Decision Tree: Suggested Uses of Dimension Settings
Various options are available relating to how Dimensions are used. See How do I configure the dimensions for more details on how to do this. Below are some suggestions on how you could use these options.
Create and Use Split
Calculation of CHAID splits for high cardinality variables is time consuming. You can turn off the Creation of splits for these variables to save time. If the variable looks promising you can either create a CHAID split for a particular node or you can define the branches manually. See How do I manually control the build process? for more details.

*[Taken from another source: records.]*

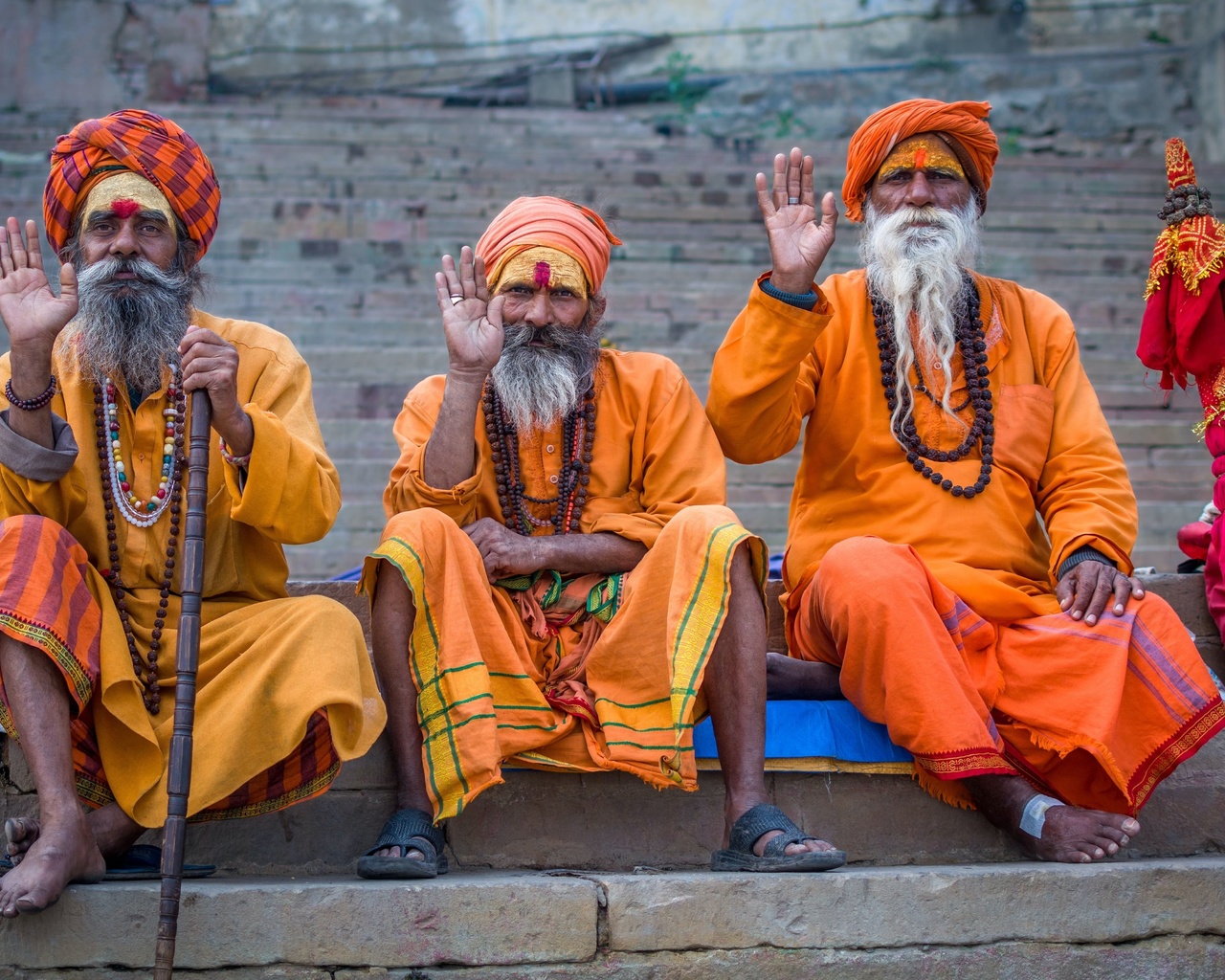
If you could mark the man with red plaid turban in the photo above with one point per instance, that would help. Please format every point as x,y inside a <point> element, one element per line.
<point>958,558</point>
<point>91,473</point>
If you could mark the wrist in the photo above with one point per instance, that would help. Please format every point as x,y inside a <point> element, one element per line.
<point>236,429</point>
<point>797,283</point>
<point>466,383</point>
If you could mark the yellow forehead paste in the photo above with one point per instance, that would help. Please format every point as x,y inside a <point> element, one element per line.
<point>920,153</point>
<point>125,193</point>
<point>542,267</point>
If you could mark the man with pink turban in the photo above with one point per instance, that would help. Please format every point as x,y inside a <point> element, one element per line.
<point>91,497</point>
<point>958,560</point>
<point>560,586</point>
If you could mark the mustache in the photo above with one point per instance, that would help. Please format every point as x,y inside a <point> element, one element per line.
<point>103,275</point>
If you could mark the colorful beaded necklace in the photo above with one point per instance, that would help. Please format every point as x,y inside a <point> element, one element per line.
<point>115,488</point>
<point>139,512</point>
<point>578,435</point>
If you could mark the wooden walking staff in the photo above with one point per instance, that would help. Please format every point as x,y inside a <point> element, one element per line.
<point>187,664</point>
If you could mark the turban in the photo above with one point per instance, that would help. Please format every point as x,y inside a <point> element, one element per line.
<point>145,144</point>
<point>551,223</point>
<point>961,123</point>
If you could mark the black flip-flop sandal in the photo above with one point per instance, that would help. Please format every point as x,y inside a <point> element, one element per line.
<point>761,819</point>
<point>144,862</point>
<point>407,830</point>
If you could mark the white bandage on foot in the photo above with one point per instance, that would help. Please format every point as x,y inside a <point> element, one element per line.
<point>1034,817</point>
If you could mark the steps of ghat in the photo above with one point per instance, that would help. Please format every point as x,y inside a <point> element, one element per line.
<point>560,876</point>
<point>336,212</point>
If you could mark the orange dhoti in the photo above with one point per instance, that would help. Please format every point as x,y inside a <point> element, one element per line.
<point>1095,716</point>
<point>486,682</point>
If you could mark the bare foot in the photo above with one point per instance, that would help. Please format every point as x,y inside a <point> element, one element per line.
<point>113,832</point>
<point>789,679</point>
<point>60,854</point>
<point>20,834</point>
<point>1071,835</point>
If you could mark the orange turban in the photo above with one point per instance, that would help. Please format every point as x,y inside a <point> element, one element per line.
<point>550,222</point>
<point>145,144</point>
<point>961,123</point>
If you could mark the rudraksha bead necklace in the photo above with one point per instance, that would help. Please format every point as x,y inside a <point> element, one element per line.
<point>971,342</point>
<point>578,435</point>
<point>115,489</point>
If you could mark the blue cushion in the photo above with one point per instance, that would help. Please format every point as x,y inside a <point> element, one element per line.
<point>804,729</point>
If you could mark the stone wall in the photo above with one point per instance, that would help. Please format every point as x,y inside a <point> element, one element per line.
<point>1066,77</point>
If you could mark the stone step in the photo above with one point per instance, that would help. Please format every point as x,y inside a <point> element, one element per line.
<point>1140,919</point>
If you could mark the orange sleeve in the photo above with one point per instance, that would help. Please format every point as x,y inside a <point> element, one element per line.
<point>1083,491</point>
<point>765,377</point>
<point>407,489</point>
<point>680,460</point>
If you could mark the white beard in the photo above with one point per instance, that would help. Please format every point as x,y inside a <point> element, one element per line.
<point>918,271</point>
<point>541,385</point>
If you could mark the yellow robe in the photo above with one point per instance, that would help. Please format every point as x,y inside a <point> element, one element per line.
<point>267,663</point>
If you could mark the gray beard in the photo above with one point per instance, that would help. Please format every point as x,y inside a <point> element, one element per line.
<point>541,385</point>
<point>129,329</point>
<point>918,271</point>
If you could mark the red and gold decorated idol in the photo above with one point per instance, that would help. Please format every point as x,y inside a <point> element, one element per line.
<point>1182,336</point>
<point>92,501</point>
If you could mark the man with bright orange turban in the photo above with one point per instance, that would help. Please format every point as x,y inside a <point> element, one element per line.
<point>560,586</point>
<point>958,559</point>
<point>91,494</point>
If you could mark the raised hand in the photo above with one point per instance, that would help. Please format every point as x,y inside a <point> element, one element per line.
<point>471,322</point>
<point>32,314</point>
<point>797,244</point>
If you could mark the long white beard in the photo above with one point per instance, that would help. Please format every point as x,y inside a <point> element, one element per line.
<point>541,385</point>
<point>129,329</point>
<point>917,268</point>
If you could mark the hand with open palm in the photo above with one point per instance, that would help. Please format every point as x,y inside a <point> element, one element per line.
<point>797,243</point>
<point>471,320</point>
<point>32,314</point>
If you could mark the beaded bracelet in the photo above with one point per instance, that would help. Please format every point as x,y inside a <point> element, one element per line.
<point>30,405</point>
<point>234,460</point>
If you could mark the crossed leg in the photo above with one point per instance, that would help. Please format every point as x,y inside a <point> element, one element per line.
<point>62,848</point>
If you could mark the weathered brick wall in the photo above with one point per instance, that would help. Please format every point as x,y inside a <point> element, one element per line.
<point>336,213</point>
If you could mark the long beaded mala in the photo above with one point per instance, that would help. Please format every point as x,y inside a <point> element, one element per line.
<point>117,489</point>
<point>971,342</point>
<point>578,435</point>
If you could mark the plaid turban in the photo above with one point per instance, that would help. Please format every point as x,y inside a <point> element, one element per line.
<point>145,144</point>
<point>961,123</point>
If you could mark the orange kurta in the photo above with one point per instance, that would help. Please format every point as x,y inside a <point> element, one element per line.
<point>481,674</point>
<point>939,634</point>
<point>267,663</point>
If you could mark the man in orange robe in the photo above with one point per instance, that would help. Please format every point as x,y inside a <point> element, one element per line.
<point>91,476</point>
<point>560,586</point>
<point>961,524</point>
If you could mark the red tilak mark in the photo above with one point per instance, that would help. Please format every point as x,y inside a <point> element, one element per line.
<point>123,207</point>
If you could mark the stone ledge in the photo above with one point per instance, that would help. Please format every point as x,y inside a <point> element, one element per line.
<point>459,919</point>
<point>952,905</point>
<point>1162,918</point>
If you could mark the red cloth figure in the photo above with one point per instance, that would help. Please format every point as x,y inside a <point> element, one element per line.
<point>1184,329</point>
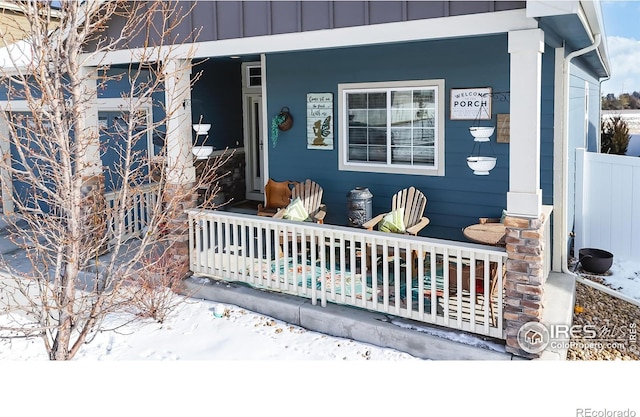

Build the initial stages of a tree using high level variables and later stages with low level variables.
-
For example, build the initial stages with high level variables such as Region or 2-digit SIC code (low cardinality) set to "Use Split" and low level variables such as Town or 4-digit SIC with "Use Split" set to False. Then grow particular sections of the tree further, using the lower level variables instead. This will enable you to gain a high level understanding of all areas and a detailed understanding of particular areas.
Unclassifieds
Build the tree initially with Keep Separate and examine the significance of the unclassified branches using the Organic Tree.
-
You will get lots of side shoot branches on the Organic Tree, where unclassified values for each variable are separated off. The width of these will show you the volumes of unclassified data. The angle of the unclassified side shoot will show you how significantly the unclassified people differ from the rest.
-
If the unclassified branches are relatively small and low significance, you may decide it is OK to include them with the bulk of the data. In this case, re-run the Decision Tree using the Free Floating option. This will mean that people with say unknown income (but perhaps known occupation) can be considered alongside people with known income bands, such that they can contribute to the decision for a further split based on occupation. There may be a business reason why you wish to restrict the unclassifieds to be considered as low / high / either.
-
If the unclassified branches are large or of high significance, it would be dangerous to use the Free-Floating option, as clearly these people are different and would confuse any decisions (splits) should they be combined with the rest of the customers. Instead, continue with the Keep Separate option, and perhaps further splits can be made within a group of say unknown income based on data that you do have for these people.
Selector Branches
For nominal variables, use the Mixed Categories option. The other options are available in case an ordinal variable has been set up as nominal.
For ordinal variables, use the Mixed Categories option to first explore which variables contain any information relating to the analysis selection.
-
You can then examine the splits proposed for variables that are used in the Decision Tree. If categories within the nodes are almost conforming to the contiguous groups, you can re-run the tree imposing the Ordered or Cyclic options.
-
For example, if a node is formed using Mixed Categories with “YOB = 1931, 1932, 1933, 1935, 1936…” (i.e. 1934 is not in this node), you could conclude that the data is confirming the natural conception that people of a similar age behave in a similar way and that the fact that 1934 is not in this group is perhaps just an anomaly. In this case you would re-run the Decision Tree using say Mid-Point Split.
-
On the other hand, you might have suspected that consecutive income bands should be grouped contiguously, but the natural grouping using Mixed Categories is so mixed, you decide not to enforce this preconception.